GRCh38.p13 is the latest version of the human reference genome assembly, which was released by the Genome Reference Consortium in December 2019. It contains several updates and improvements over the previous assembly, GRCh38, including more accurate annotations of protein-coding genes, non-coding RNAs, and structural variations. The designation “p13” refers to the 13th minor update to the assembly since its initial release. GRCh38.p13 is currently the most commonly used reference genome assembly for human genetics research and clinical applications.
To update the external_gene_name for human genes with the latest Ensembl database using the ensembl_gene_id, you can use the BioMart tool provided by Ensembl. Here are the steps to follow:
-
Go to the Ensembl website (www.ensembl.org) and click on the “BioMart” link under the “Tools” section.
-
Select “Ensembl Genes” as the dataset and choose the latest version of the database (e.g., GRCh38.p13) for the human species.
-
Select the attributes you want to retrieve by choosing the “Attributes” option. In this case, select “External Gene Name” and “Ensembl Gene ID.”
-
Filter the data using the “Filters” option by selecting “Ensembl Gene ID” as the filter type and entering the relevant gene IDs for which you want to update the external gene name.
-
Click on the “Results” button to generate the updated information.
-
Download the updated information in the desired format (e.g., CSV, TSV, or Excel).
-
Use the downloaded information to update the external_gene_name in your database or analysis pipeline.
Note that the Ensembl database may have updated gene annotations, so it is important to verify the updated information and ensure that it matches your requirements.
Here is a concrete example:
“DNAAF9” is an HGNC symbol. You can use the following website to translate all Ensembl gene IDs (namely the first column of your Excel table) to HGNC in a batch.
To translate identifiers from different databases, follow these steps:
-
Open the website: http://www.ensembl.org/biomart/martview
-
Choose the database “Ensembl genes 109”
-
Select the dataset for your desired organism: Human genes (GRCh38.p13)
-
Go to “Filters” > “Gene:” > “Input external reference ID list”
-
Select the chosen source database: Gene stable ID(s)
-
Provide a list of IDs, delimited by newline: copy the first column of your results.
#For example: ENSG00000088854 ENSG00000226328 ENSG00000086666 ENSG00000215717 ENSG00000168502 ENSG00000223518
-
Go to “Attributes” > “Gene:”
-
Untick “Transcript stable ID”
-
Leave “Gene stable ID” ticked
-
Go to “External:” and tick “Gene name,” “Gene description,” “HGNC ID,” and “HGNC symbol”.
-
Click “Results” at the top left.
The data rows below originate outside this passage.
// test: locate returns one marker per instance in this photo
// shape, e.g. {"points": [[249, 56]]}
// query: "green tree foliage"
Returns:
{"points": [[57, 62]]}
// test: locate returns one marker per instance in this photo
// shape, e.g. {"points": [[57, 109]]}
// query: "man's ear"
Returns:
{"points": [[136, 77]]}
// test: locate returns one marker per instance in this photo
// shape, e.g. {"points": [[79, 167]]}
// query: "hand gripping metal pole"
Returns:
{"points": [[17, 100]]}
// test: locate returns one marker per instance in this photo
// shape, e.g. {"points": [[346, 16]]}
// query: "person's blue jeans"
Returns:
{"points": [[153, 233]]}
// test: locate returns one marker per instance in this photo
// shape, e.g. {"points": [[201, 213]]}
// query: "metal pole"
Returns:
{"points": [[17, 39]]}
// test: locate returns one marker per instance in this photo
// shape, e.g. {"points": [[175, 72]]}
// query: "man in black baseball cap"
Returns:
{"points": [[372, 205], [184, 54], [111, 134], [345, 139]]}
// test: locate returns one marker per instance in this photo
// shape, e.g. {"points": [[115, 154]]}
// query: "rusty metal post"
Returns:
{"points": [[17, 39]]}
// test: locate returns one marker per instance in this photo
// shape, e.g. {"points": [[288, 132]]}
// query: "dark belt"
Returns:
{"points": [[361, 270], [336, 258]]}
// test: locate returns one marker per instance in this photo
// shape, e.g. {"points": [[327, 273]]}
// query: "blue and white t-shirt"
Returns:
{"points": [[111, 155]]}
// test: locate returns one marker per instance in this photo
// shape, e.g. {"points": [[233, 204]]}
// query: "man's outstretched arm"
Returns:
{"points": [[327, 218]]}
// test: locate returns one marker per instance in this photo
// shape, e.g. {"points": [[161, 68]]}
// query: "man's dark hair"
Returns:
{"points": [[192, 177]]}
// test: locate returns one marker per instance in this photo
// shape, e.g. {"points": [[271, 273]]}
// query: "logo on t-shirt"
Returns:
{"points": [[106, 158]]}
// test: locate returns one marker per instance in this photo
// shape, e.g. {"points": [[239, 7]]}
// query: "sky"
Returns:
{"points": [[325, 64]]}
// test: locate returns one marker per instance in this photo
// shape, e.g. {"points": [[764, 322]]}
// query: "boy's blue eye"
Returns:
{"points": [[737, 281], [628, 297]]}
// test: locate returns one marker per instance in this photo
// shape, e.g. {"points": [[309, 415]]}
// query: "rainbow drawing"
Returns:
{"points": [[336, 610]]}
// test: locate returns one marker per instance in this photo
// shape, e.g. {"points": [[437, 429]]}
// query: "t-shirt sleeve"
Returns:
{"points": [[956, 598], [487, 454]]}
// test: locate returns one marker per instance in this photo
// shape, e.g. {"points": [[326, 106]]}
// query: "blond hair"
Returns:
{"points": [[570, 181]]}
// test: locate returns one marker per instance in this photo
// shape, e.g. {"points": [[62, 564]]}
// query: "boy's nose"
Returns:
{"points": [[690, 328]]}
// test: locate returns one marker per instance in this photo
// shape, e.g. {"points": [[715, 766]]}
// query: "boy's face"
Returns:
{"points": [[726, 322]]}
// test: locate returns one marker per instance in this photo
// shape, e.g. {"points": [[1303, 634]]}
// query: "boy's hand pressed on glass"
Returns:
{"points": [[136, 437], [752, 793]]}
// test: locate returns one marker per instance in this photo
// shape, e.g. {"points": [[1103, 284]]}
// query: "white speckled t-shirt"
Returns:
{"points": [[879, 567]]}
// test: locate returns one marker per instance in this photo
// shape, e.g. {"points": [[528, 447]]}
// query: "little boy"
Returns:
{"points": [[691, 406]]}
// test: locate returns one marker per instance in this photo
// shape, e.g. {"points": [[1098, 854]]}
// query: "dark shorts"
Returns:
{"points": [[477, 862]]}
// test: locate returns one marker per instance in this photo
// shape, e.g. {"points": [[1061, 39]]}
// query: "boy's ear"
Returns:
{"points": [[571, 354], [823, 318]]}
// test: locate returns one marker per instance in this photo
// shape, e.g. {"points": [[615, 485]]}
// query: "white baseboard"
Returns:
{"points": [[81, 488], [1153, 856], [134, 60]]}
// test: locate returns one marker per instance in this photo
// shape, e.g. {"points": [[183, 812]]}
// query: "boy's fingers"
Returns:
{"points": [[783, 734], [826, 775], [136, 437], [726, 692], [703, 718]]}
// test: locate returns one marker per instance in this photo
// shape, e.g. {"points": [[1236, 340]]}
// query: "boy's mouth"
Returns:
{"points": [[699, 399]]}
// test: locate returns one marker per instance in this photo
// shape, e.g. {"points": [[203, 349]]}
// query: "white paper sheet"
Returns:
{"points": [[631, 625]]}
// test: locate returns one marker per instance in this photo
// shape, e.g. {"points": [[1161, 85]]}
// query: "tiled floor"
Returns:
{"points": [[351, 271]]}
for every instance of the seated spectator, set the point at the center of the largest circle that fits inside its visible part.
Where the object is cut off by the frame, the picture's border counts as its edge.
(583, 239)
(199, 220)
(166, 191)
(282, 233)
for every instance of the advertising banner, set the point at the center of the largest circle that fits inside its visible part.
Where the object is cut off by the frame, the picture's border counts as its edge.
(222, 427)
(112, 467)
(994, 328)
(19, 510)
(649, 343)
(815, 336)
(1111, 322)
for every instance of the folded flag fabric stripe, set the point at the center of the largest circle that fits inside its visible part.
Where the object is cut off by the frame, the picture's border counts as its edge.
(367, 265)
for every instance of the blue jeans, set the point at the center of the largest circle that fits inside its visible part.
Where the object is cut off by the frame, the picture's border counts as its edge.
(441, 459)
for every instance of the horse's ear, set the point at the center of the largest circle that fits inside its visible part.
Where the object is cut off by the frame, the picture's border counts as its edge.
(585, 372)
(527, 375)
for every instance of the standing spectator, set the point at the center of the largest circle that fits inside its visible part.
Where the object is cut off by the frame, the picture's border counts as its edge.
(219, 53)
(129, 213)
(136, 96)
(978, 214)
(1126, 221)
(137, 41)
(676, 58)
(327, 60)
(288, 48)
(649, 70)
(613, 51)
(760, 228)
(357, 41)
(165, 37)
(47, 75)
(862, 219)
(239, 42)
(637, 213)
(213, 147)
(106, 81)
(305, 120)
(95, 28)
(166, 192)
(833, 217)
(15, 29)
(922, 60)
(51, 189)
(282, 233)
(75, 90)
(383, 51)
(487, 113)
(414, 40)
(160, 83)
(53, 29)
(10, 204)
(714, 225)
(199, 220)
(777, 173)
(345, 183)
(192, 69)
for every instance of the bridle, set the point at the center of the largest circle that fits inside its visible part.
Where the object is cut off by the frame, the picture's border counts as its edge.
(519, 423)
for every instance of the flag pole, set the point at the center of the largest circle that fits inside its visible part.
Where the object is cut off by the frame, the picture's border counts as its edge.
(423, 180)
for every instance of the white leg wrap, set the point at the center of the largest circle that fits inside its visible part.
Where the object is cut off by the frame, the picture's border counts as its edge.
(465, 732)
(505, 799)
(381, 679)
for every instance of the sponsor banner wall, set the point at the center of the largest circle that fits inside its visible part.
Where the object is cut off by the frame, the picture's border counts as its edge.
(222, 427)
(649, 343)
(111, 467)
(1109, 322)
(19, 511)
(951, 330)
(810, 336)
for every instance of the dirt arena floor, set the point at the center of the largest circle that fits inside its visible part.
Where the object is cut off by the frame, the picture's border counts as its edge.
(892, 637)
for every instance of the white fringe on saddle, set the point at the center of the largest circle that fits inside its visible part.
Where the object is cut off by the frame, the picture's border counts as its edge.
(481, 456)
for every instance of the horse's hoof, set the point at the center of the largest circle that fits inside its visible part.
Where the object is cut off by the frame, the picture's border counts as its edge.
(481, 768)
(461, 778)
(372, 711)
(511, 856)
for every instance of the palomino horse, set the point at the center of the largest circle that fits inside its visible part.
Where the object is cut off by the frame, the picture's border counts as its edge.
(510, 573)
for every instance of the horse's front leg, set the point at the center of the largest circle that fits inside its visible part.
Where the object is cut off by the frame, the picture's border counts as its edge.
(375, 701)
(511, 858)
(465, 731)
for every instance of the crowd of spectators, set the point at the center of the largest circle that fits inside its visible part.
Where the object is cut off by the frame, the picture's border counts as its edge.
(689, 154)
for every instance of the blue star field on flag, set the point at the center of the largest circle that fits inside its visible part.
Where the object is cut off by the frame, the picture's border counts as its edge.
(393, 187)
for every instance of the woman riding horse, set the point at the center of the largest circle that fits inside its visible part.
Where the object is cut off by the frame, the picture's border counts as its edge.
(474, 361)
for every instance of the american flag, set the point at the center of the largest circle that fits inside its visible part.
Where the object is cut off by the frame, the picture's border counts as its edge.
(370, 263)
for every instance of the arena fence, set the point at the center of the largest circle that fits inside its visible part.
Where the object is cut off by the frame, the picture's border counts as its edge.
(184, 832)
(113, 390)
This gives a preview that can be exported into various formats.
-
The HGNC symbol and gene name refer to two different types of identifiers for genes. The HGNC symbol (HUGO Gene Nomenclature Committee symbol) is a short abbreviation assigned to each human gene by the HGNC, a committee responsible for standardizing and naming human genes. The HGNC symbol is typically composed of uppercase letters and sometimes includes numbers or special characters. For example, the HGNC symbol for the gene that causes cystic fibrosis is “CFTR”.
The gene name, on the other hand, is a longer, more descriptive name assigned to each gene based on its function, location, or other characteristics. Gene names are often more intuitive and easier to remember than HGNC symbols. For example, the gene name for the cystic fibrosis gene is “cystic fibrosis transmembrane conductance regulator”.
While the HGNC symbol and gene name can differ, they are often used interchangeably to refer to the same gene. In general, the HGNC symbol is used more commonly in scientific publications and databases, while the gene name is more often used in popular science writing or in clinical settings.